Deshalb sei es gut, dass endlich ein Dialog anfange, der auch die islamischen Verbände dazu bringe, über einen Islam europäischer Prägung nachzudenken, sagte Daimagüler. Er betonte: "Es kann doch nicht sein, dass Frauen in der Westtürkei moderner leben dürfen als Frauen in Kreuzberg." Nur ein "europäischer Islam" könne die theologischen Wurzeln, die im Koran lägen, mit dem Wertevorstellungen einer westlichen Demokratie verbinden. Wer einzig den Koran als Richtschnur seines Handelns betrachte, könne "keine Heimat in unserer Gesellschaft" finden. "Dies darf auch nicht von einem falsch verstandenen Toleranzgedanken verwässert werden."

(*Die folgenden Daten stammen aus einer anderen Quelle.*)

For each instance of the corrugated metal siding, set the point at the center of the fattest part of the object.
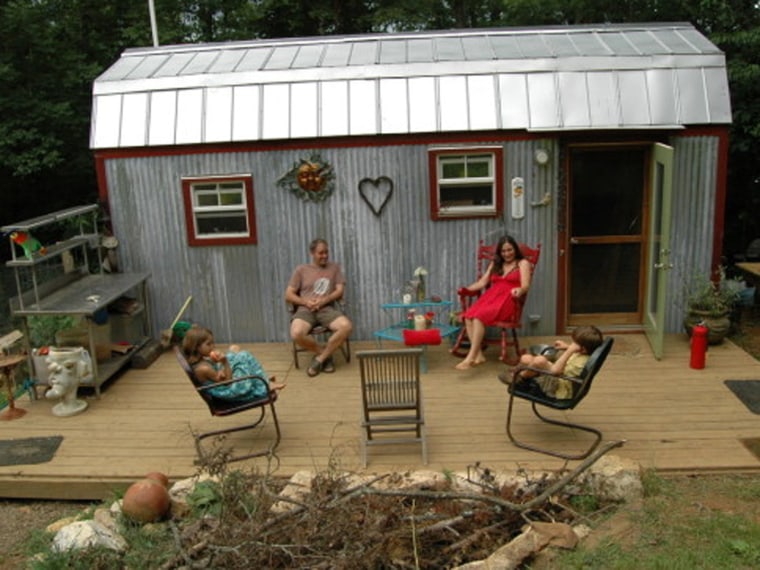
(238, 291)
(693, 207)
(571, 77)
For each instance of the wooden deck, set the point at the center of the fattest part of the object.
(673, 418)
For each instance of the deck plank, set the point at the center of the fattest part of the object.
(673, 418)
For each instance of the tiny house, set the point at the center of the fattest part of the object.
(606, 144)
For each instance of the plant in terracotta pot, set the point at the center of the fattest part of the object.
(711, 301)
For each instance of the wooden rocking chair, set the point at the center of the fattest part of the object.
(507, 329)
(526, 389)
(219, 407)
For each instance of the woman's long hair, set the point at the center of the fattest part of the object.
(498, 260)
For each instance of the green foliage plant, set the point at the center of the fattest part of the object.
(716, 297)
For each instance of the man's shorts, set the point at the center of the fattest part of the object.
(323, 316)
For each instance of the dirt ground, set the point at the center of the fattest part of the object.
(18, 519)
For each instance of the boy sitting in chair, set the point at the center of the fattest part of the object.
(585, 340)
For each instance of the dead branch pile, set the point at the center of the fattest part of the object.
(338, 526)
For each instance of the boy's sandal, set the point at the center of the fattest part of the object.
(315, 367)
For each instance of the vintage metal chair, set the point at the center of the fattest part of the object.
(220, 408)
(507, 329)
(320, 332)
(391, 398)
(526, 389)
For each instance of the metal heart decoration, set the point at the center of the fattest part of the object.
(376, 192)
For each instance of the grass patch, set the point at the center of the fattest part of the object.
(684, 523)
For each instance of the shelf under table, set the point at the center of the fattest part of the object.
(84, 296)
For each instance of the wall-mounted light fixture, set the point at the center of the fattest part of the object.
(541, 156)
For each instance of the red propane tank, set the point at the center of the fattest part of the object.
(698, 346)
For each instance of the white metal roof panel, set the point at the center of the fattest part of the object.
(554, 78)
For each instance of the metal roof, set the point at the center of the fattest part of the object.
(635, 76)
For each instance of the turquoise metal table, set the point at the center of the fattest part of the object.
(398, 313)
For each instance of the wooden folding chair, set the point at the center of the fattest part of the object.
(391, 398)
(507, 329)
(526, 389)
(220, 408)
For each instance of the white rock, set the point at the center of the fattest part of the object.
(87, 534)
(614, 478)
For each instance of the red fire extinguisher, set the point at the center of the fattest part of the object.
(698, 346)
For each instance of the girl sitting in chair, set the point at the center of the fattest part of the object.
(210, 365)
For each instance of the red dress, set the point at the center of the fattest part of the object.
(497, 303)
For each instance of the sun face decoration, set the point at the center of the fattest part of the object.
(311, 179)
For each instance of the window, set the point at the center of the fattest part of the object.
(219, 211)
(465, 183)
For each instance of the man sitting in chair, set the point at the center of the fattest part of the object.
(313, 289)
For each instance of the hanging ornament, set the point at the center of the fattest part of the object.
(309, 179)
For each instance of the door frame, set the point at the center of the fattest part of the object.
(635, 324)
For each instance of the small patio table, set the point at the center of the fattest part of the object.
(398, 313)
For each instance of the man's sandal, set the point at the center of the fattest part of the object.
(315, 367)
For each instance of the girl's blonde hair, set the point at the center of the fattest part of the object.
(194, 337)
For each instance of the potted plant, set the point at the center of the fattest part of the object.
(711, 303)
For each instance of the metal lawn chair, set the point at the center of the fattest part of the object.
(221, 408)
(526, 389)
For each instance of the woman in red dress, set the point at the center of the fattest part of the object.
(509, 278)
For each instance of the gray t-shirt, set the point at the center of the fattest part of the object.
(310, 281)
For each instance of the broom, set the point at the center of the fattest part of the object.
(167, 334)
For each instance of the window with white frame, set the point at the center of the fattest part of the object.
(219, 211)
(465, 182)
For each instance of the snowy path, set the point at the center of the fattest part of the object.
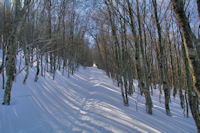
(85, 102)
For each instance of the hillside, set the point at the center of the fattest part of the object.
(85, 102)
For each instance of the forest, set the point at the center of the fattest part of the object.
(156, 42)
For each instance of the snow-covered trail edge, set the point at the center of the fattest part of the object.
(85, 102)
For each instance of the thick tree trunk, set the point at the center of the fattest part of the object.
(162, 64)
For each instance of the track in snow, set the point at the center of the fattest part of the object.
(85, 102)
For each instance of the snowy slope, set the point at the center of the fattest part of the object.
(85, 102)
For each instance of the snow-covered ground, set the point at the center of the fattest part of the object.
(85, 102)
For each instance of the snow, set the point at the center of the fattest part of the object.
(85, 102)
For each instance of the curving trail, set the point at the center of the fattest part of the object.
(85, 102)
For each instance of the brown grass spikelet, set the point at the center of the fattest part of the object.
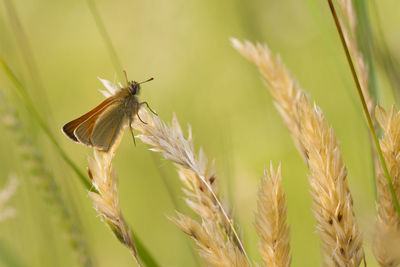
(387, 229)
(270, 220)
(215, 235)
(106, 199)
(332, 202)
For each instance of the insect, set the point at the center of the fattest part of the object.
(100, 127)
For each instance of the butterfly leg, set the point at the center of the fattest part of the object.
(131, 130)
(147, 104)
(137, 113)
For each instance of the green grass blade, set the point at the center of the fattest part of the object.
(144, 253)
(28, 103)
(8, 257)
(364, 105)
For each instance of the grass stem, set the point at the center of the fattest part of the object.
(364, 105)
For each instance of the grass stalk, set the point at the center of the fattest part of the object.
(45, 183)
(217, 237)
(118, 68)
(364, 105)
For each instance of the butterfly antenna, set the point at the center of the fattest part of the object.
(126, 76)
(148, 80)
(133, 136)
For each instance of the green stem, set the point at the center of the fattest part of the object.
(364, 105)
(27, 101)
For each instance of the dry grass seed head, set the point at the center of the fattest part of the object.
(316, 141)
(386, 245)
(270, 220)
(218, 241)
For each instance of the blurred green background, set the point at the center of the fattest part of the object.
(185, 46)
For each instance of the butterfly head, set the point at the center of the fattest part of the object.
(134, 87)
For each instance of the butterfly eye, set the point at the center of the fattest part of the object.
(133, 89)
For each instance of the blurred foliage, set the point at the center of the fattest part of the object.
(185, 46)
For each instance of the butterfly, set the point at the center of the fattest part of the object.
(100, 127)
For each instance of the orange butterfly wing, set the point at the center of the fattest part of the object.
(71, 126)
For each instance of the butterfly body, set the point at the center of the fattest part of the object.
(100, 127)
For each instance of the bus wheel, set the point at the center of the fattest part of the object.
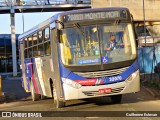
(116, 98)
(60, 104)
(34, 95)
(43, 97)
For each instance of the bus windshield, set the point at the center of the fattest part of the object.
(97, 44)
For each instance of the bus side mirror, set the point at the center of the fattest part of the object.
(59, 24)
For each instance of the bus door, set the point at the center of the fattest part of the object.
(28, 73)
(45, 74)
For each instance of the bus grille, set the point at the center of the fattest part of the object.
(95, 93)
(100, 74)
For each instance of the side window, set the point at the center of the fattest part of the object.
(47, 35)
(35, 51)
(35, 39)
(47, 45)
(30, 52)
(40, 50)
(26, 53)
(26, 43)
(30, 41)
(40, 38)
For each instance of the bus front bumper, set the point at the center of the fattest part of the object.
(127, 86)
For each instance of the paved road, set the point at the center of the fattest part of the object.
(141, 101)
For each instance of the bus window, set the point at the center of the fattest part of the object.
(80, 46)
(35, 38)
(30, 41)
(26, 42)
(40, 50)
(47, 33)
(26, 53)
(40, 37)
(35, 51)
(47, 48)
(30, 52)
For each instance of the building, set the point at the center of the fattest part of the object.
(6, 64)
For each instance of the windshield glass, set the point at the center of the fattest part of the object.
(97, 44)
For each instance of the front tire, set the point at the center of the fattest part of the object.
(60, 104)
(34, 96)
(116, 98)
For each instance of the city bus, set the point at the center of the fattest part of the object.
(66, 57)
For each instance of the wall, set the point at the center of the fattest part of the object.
(152, 7)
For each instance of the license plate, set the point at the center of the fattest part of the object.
(105, 90)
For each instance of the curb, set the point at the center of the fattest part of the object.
(7, 97)
(2, 98)
(153, 92)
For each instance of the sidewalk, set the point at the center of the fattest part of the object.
(12, 90)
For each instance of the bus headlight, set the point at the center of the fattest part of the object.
(71, 83)
(132, 76)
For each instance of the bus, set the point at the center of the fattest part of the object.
(65, 57)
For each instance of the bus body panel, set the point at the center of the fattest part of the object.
(49, 74)
(35, 72)
(93, 91)
(126, 82)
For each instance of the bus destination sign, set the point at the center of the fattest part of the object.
(95, 16)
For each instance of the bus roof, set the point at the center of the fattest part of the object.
(55, 17)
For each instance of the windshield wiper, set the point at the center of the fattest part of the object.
(80, 30)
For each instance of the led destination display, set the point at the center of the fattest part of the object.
(95, 16)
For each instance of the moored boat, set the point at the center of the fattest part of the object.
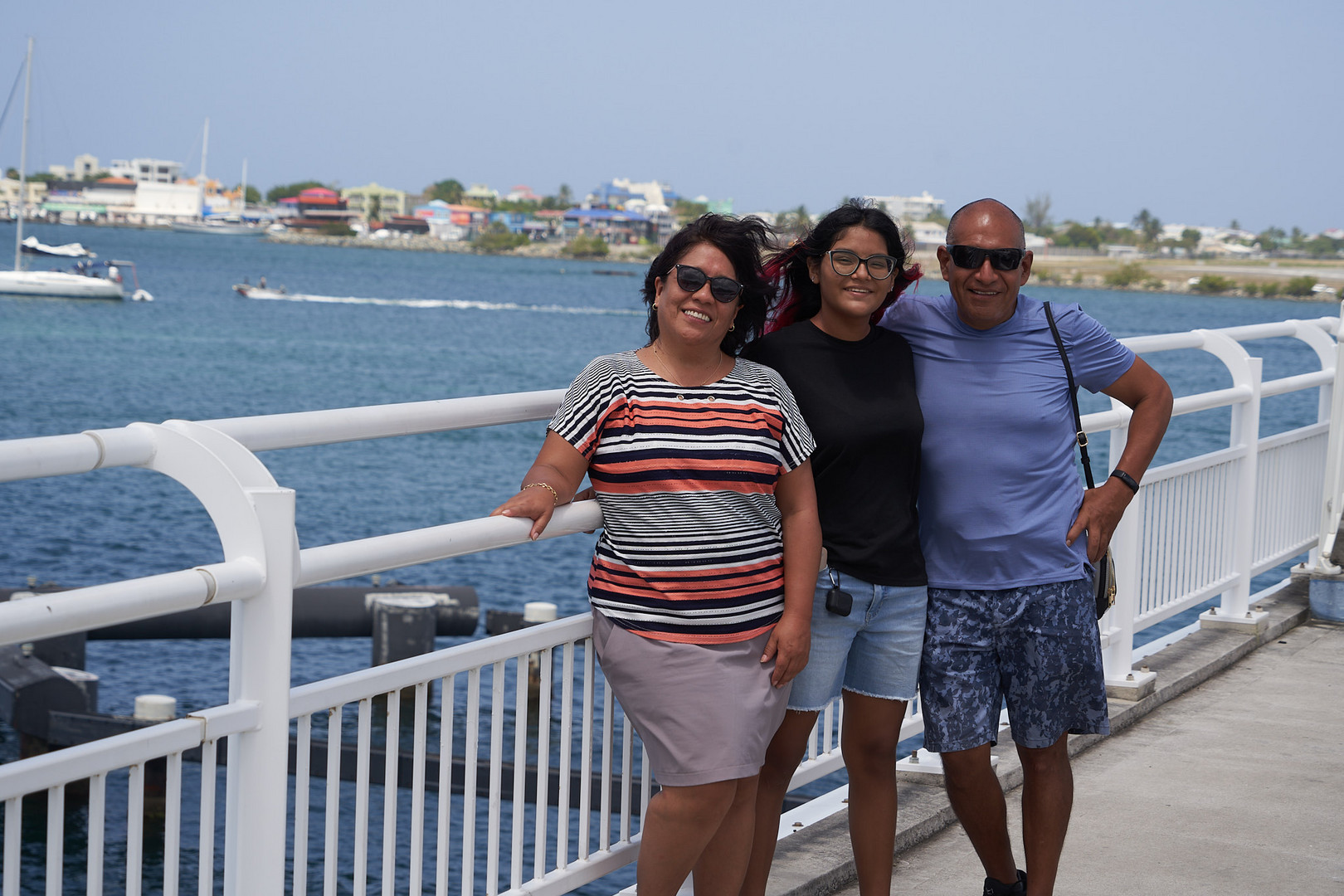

Scharfe Kritik richtete Daimagüler an die offiziellen islamischen Verbände in der Bundesrepublik. Der Zentralrat der Muslime vertrete keineswegs die Interessen der gut drei Millionen Menschen muslimischen Glaubens in Deutschland. Vielmehr folge das Gremium schon durch seine Wahl, die allein durch die Mitgliedsmoscheen erfolge, einer orthodoxen Islamausrichtung. "Ich fühle mich vom Zentralrat nicht vertreten", betonte Daimagüler, der sich als Westfale türkischer Herkunft islamischen Glaubens versteht.